The implications stretch beyond Silicon Valley. Governments in the United States, Europe and Asia have all treated semiconductors as strategic infrastructure, pouring money into manufacturing capacity and supply-chain resilience. But design remains just as critical as fabrication. Owning fabs is one part of technological power; being able to create novel, optimized chips efficiently is another. A meaningful improvement in design productivity could reshape competitive dynamics across AI, cloud computing, consumer electronics and defense.
Still, caution is warranted. The semiconductor sector has a long history of grand claims about automation. Electronic design automation software has already transformed the industry over several decades, enabling levels of complexity that would have once been impossible. The question is whether AI represents the next layer of genuine productivity or simply another tool that will help at the margins while human expertise continues to do the essential work.
The most likely near-term outcome may be somewhere in between. Rather than replacing chip engineers, AI systems may first act as specialized collaborators — accelerating simulation, surfacing design options, flagging likely issues and helping teams move more quickly through well-defined bottlenecks. In that scenario, the role of the engineer becomes even more central, not less. Human judgment would still determine architecture, trade-offs and sign-off, while AI compresses the cycle between idea and decision.
That may be enough to make Cognichip significant even if its most ambitious vision takes years to realize.
The startup’s rise captures a broader transition in the AI economy. For much of the recent boom, chips were discussed mainly as the scarce infrastructure on which AI depends. Nvidia’s dominance, the scramble for data-center capacity and the search for alternatives all reflected a world in which AI demand was reshaping the semiconductor business from the outside. Cognichip represents the reverse flow of influence: AI moving inward, into the engineering process that creates the very hardware sustaining the boom.

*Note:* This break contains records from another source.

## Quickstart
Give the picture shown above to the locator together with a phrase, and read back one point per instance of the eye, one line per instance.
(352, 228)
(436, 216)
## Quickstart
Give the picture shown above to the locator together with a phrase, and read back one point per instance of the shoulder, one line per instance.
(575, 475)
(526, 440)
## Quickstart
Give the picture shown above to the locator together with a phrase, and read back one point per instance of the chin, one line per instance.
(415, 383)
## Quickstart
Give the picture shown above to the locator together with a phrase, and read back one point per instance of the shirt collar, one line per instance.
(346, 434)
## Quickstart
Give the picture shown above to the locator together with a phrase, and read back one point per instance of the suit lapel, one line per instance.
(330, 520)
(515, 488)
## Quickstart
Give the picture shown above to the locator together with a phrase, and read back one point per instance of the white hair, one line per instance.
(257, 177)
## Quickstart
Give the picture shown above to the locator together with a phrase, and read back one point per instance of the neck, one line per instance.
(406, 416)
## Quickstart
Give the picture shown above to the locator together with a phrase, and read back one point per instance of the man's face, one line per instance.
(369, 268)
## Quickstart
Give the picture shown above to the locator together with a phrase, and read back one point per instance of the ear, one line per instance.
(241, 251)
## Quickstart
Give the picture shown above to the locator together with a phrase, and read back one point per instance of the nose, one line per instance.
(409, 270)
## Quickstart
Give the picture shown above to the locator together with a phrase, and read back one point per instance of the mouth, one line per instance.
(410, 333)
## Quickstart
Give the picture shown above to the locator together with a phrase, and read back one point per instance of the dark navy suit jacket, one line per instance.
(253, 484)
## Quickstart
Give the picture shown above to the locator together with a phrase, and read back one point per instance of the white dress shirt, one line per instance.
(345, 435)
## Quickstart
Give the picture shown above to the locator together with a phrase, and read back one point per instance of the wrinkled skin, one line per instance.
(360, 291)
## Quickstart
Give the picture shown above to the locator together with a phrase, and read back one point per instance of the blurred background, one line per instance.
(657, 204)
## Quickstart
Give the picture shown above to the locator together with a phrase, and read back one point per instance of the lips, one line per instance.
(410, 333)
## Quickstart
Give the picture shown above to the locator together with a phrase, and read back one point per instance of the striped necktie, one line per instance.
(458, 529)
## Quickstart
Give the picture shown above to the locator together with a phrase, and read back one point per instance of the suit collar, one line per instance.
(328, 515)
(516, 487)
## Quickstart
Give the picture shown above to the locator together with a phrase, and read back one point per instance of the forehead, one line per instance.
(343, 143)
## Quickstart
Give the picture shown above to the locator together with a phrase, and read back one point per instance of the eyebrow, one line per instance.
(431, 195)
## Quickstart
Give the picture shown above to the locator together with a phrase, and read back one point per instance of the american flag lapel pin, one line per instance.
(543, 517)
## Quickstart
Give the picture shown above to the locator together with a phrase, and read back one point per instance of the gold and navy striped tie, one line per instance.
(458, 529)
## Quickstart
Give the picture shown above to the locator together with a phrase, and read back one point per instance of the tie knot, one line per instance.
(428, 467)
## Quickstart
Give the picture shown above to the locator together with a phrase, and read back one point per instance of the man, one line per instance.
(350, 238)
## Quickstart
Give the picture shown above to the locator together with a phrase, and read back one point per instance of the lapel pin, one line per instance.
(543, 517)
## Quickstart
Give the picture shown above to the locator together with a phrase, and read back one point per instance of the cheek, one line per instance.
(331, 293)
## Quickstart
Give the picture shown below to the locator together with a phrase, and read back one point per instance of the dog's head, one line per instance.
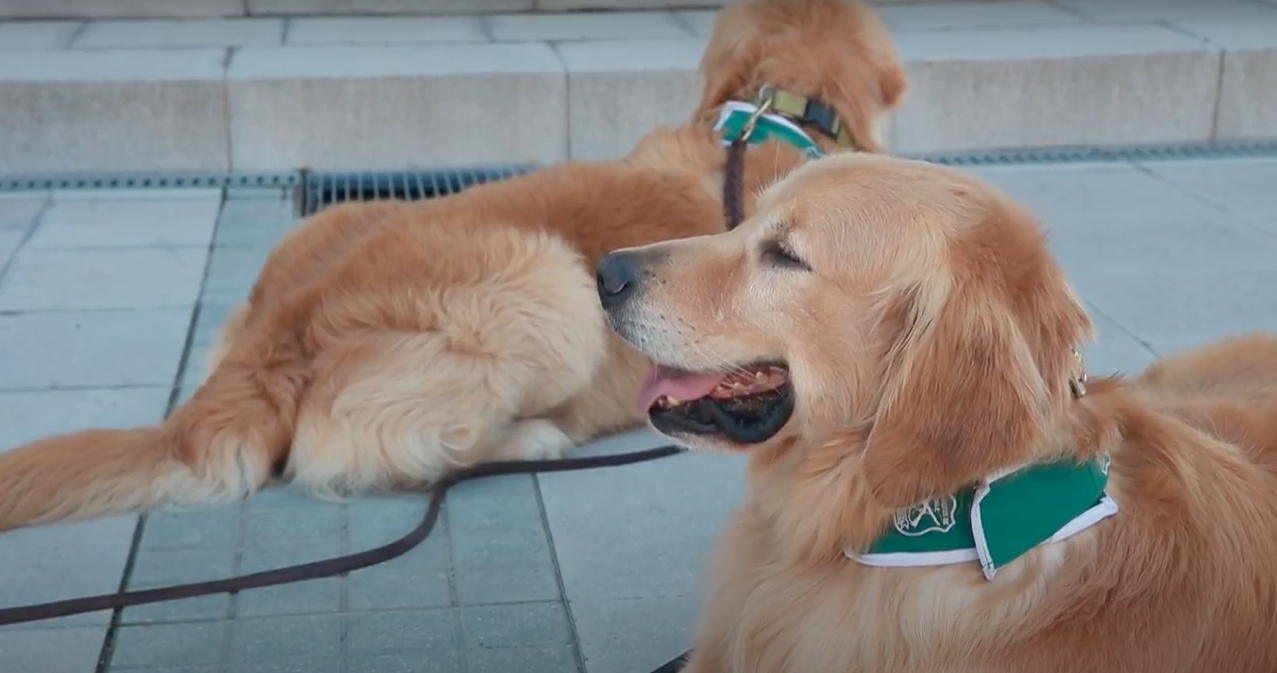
(835, 51)
(902, 305)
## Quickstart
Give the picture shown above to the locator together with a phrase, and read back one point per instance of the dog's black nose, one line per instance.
(616, 276)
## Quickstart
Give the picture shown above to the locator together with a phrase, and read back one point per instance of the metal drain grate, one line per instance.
(322, 189)
(1106, 155)
(150, 180)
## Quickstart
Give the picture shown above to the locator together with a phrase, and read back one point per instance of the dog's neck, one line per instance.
(770, 113)
(820, 505)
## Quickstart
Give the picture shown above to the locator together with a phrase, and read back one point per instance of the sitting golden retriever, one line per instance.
(934, 487)
(387, 342)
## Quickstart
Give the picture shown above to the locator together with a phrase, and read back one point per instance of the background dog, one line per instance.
(385, 344)
(884, 336)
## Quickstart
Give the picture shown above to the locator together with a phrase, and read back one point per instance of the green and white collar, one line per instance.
(999, 520)
(769, 127)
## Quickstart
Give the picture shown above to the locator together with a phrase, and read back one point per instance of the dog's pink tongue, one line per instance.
(674, 383)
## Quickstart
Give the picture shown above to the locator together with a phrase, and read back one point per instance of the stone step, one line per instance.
(418, 91)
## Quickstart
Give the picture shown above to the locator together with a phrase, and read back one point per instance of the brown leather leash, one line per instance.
(331, 566)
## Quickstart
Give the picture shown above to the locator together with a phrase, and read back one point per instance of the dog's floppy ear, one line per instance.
(976, 378)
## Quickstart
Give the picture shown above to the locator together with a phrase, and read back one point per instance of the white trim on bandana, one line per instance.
(741, 106)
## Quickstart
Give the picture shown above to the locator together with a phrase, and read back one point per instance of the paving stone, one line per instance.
(1148, 10)
(515, 625)
(1118, 194)
(19, 211)
(622, 636)
(51, 650)
(313, 597)
(37, 33)
(231, 273)
(262, 558)
(323, 521)
(385, 30)
(286, 637)
(128, 224)
(114, 110)
(496, 522)
(543, 659)
(425, 634)
(120, 279)
(261, 32)
(585, 26)
(254, 222)
(65, 561)
(169, 646)
(102, 349)
(162, 567)
(405, 582)
(641, 530)
(1003, 14)
(1240, 188)
(30, 415)
(483, 585)
(1114, 349)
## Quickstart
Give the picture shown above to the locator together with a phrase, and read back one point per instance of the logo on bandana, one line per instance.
(937, 515)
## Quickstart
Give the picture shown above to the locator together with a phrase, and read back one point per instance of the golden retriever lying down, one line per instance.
(387, 342)
(932, 485)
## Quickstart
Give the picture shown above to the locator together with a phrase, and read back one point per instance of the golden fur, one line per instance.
(929, 345)
(385, 344)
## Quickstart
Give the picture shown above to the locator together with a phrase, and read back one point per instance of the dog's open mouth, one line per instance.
(747, 406)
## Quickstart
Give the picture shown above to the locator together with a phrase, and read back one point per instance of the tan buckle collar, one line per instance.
(803, 110)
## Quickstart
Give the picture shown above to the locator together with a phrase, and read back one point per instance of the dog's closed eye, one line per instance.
(779, 254)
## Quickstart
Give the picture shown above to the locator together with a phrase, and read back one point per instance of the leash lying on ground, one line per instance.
(331, 566)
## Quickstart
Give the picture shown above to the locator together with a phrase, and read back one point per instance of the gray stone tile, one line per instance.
(642, 530)
(217, 528)
(496, 522)
(423, 634)
(100, 349)
(262, 558)
(233, 271)
(18, 212)
(447, 662)
(37, 33)
(622, 636)
(286, 637)
(128, 224)
(539, 659)
(120, 279)
(178, 566)
(324, 521)
(10, 239)
(405, 582)
(65, 561)
(484, 585)
(54, 650)
(314, 597)
(1243, 188)
(211, 608)
(515, 625)
(254, 222)
(30, 415)
(1084, 193)
(155, 568)
(295, 664)
(170, 646)
(1176, 308)
(1114, 349)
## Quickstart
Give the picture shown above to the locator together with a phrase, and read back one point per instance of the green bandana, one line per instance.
(999, 520)
(736, 115)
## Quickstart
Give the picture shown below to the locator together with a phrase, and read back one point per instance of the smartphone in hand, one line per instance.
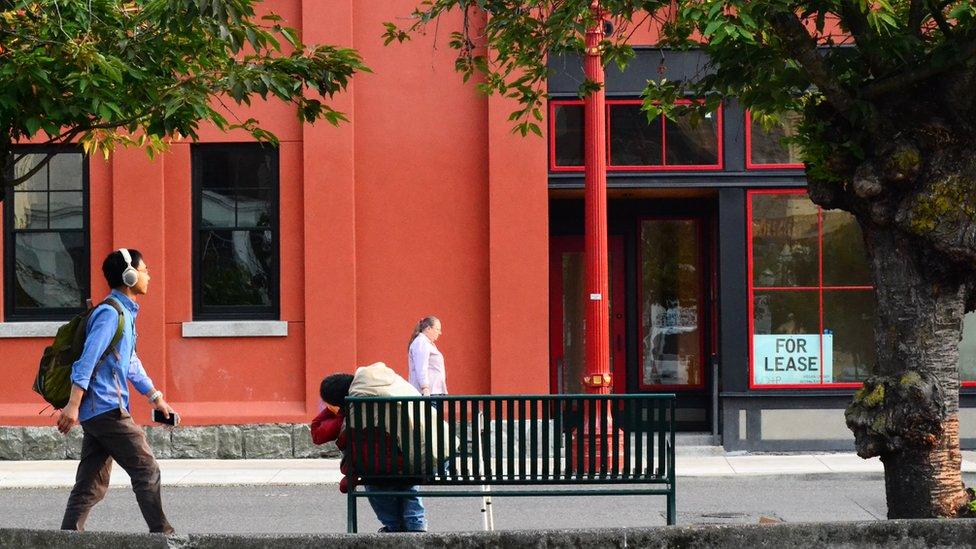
(159, 417)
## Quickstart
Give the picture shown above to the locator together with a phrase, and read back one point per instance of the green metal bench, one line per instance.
(512, 440)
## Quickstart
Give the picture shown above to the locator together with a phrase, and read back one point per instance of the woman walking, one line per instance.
(427, 373)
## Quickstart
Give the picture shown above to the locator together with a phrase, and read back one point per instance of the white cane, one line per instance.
(487, 516)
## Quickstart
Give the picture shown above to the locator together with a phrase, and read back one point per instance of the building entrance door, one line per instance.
(567, 314)
(662, 310)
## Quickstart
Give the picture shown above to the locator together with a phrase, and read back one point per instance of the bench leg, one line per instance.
(352, 525)
(672, 507)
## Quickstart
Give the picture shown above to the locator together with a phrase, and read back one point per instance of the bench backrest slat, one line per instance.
(513, 439)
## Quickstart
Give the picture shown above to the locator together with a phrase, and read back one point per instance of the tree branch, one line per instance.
(917, 74)
(802, 47)
(939, 18)
(916, 14)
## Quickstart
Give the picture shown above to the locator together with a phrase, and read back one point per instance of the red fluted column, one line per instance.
(597, 378)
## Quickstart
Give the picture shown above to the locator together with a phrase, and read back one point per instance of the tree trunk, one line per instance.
(907, 412)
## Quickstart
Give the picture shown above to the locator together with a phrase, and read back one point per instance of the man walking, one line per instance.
(100, 400)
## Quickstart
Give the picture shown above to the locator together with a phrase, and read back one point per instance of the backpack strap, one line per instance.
(121, 328)
(112, 346)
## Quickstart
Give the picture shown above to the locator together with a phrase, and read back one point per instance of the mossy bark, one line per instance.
(907, 411)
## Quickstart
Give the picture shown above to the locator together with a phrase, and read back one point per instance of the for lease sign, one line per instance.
(781, 359)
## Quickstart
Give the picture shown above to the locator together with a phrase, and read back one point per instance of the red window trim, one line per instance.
(699, 222)
(819, 289)
(617, 168)
(750, 165)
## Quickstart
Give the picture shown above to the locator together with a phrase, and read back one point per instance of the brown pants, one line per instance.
(108, 436)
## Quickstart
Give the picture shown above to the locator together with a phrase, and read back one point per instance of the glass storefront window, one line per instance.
(671, 305)
(765, 147)
(784, 240)
(813, 306)
(967, 350)
(635, 143)
(692, 142)
(633, 140)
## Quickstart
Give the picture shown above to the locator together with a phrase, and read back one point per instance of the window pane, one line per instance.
(569, 135)
(66, 172)
(67, 210)
(767, 145)
(633, 140)
(849, 319)
(967, 349)
(30, 210)
(784, 240)
(49, 270)
(236, 168)
(786, 337)
(691, 142)
(845, 259)
(23, 163)
(254, 207)
(217, 208)
(236, 268)
(670, 301)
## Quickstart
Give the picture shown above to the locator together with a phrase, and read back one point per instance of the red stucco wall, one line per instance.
(424, 204)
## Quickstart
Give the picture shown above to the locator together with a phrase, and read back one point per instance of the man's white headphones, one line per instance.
(129, 276)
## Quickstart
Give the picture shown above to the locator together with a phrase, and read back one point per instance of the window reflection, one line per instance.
(813, 316)
(236, 269)
(967, 348)
(47, 236)
(767, 146)
(633, 140)
(849, 317)
(670, 294)
(569, 135)
(691, 141)
(784, 240)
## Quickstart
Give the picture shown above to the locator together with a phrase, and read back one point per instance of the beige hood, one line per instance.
(378, 379)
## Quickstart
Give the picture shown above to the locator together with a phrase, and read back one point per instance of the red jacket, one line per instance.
(327, 427)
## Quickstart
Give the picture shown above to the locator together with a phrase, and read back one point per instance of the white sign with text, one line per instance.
(785, 359)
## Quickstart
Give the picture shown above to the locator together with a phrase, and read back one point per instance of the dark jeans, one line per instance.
(108, 436)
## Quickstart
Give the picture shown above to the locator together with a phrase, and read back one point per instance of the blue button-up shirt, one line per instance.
(102, 394)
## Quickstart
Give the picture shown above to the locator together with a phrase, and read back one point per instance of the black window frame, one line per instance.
(10, 311)
(241, 312)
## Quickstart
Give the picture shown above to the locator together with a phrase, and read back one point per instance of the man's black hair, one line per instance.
(334, 389)
(114, 264)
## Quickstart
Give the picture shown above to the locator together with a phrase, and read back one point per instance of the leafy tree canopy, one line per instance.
(110, 73)
(773, 55)
(885, 92)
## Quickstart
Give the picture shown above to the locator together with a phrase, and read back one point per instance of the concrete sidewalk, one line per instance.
(264, 472)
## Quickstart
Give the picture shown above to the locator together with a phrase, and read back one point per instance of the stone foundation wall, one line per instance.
(263, 441)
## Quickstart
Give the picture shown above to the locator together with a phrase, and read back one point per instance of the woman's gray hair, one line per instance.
(426, 322)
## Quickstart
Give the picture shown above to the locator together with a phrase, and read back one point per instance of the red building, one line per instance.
(272, 267)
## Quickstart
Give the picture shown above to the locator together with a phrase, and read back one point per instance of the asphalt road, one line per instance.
(315, 509)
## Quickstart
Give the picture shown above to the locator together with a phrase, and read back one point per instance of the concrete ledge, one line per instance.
(253, 441)
(892, 534)
(236, 328)
(29, 329)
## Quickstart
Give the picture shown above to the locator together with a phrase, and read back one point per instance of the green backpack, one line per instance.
(53, 381)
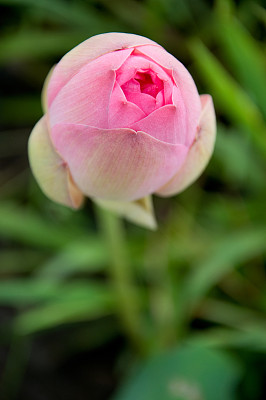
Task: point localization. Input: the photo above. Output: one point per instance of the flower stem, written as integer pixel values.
(122, 277)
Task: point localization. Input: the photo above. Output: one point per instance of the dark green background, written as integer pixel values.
(200, 277)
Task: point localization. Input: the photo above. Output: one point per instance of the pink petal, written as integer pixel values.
(144, 101)
(199, 153)
(183, 81)
(87, 51)
(138, 62)
(116, 164)
(85, 98)
(50, 171)
(161, 124)
(121, 112)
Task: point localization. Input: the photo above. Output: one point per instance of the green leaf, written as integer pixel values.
(248, 61)
(87, 255)
(185, 373)
(222, 258)
(74, 303)
(235, 102)
(26, 226)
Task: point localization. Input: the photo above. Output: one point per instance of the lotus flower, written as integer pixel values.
(123, 120)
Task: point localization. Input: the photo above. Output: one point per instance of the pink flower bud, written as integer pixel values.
(123, 120)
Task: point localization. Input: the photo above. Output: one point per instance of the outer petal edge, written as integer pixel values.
(50, 170)
(199, 154)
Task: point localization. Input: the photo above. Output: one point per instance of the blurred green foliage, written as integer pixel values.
(200, 279)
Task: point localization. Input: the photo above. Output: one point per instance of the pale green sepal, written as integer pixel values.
(50, 171)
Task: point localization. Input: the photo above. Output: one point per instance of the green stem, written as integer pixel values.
(122, 277)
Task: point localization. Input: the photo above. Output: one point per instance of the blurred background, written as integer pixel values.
(199, 301)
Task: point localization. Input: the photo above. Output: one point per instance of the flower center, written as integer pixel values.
(149, 82)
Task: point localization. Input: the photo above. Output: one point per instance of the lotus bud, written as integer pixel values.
(123, 120)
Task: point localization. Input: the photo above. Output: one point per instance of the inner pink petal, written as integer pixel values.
(144, 101)
(122, 113)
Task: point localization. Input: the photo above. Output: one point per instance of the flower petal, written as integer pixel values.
(87, 51)
(116, 164)
(122, 113)
(184, 82)
(140, 211)
(199, 153)
(161, 124)
(85, 98)
(50, 171)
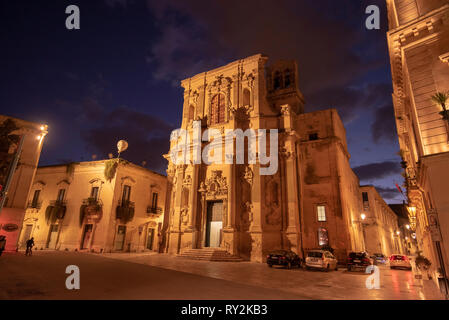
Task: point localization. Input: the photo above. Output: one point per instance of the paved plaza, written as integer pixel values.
(161, 276)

Whether that effort succeeds will depend on evidence, not enthusiasm. Cognichip will need to show that its software can survive the unforgiving standards of semiconductor development, where mistakes are expensive and hype is cheap. But the company’s new funding suggests investors believe the potential reward is large enough to justify the risk.
If they are right, one of the most important uses of artificial intelligence may turn out not to be what happens after a chip is made, but what happens long before it reaches the factory floor.